Are you absolutely adamant you won't get a longer board? Regardless, oversizing isn't an issue if you have clothes to help pad.


----------



## buller_scott (Jun 10, 2018)

do you need it?

having such small boards, i'm guessing you're smaller in stature - do you intend to lug something that's 1.7m long and 25kg heavy [cumbersome], up flights of stairs, through air ports etc?

i realised this when i was in japan a couple of years ago. go to yodobashi / bic camera, get a massive wheeled duffel or 4 wheeler suitcase for like $80, pack all your heavy shit in that, have JUST your boards in your board bag, and enjoy not having to lift anything heavy with a huge footprint.

you will thank me 

[i was considering a wheelie locker a while ago, but when the guy at the store was touting the USPs of the bag, it actually worked against him: "you could pack 40kg worth of gear into this bag". 40kg in a small-footprint [2sqft] suitcase with 4 wheels, or 40kg in something that's 1.7m long?]


----------



## SlvrDragon50 (Mar 25, 2017)

buller_scott said:


> do you need it?
> 
> having such small boards, i'm guessing you're smaller in stature - do you intend to lug something that's 1.7m long and 25kg heavy [cumbersome], up flights of stairs, through air ports etc?
> 
> ...


Don't know if I agree with this. I don't know who is packing 40kg into a board bag with current weight limits. At most, the board bag will be 50 lbs. And it's almost always an issue of space, not weight. Moreover, if you pack with the heavier items near the wheel, it will not feel as heavy. With a larger board bag, you can get away with a carry on bag with all your clothes. It's only a matter of 10cm which is not that much larger.


----------



## TooNice (Feb 7, 2014)

I think that the longest board I would ride is 156cm. Though my next board will be either 150cm/153cm.

But yeah, I am short, I have the strength but bulkier objects can be awkward at time due to arm length.

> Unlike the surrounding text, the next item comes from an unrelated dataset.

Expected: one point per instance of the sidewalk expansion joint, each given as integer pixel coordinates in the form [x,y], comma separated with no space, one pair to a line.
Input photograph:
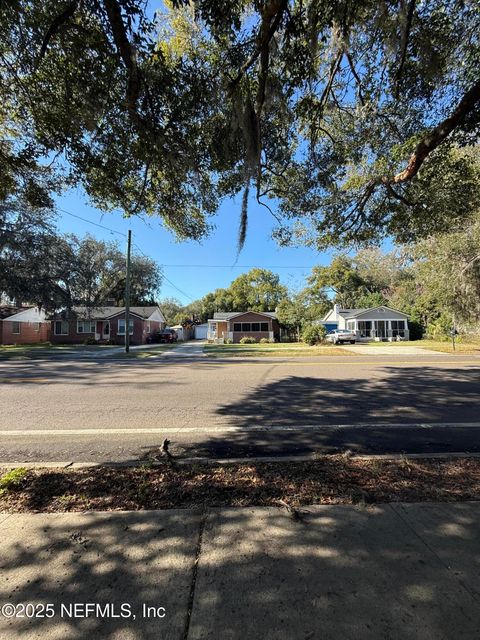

The thing though is that after I put two boards, one set of bindings, pair of boots, helmet, upper and lower body armour, one jacket and one pants and a couple of soft stuff (gloves/socks), my 156 wheelie gig bag is pretty stuffed. I think that the wheelie case is a bit thicker so i might be able to squeeze more into it, but not sure how much more..


----------



## wrathfuldeity (Oct 5, 2007)

Get the longer one...ya know you'd be bring back abunch of swag...like beanies, truckers, scarves and such...lol


----------



## Craig64 (Jul 16, 2015)

We take 3 boards each (wrapped in there own space sacks with one set of EST bindings and boots with still room inside in a 156 and a 166 wheelie gig. This puts them close to the 23kg weight limit for the airline we use. Have a wheelie Locker and in the past filled it up heaps to 36kg but weight limits no mean we don't use it anymore. Use the boot bags though.


----------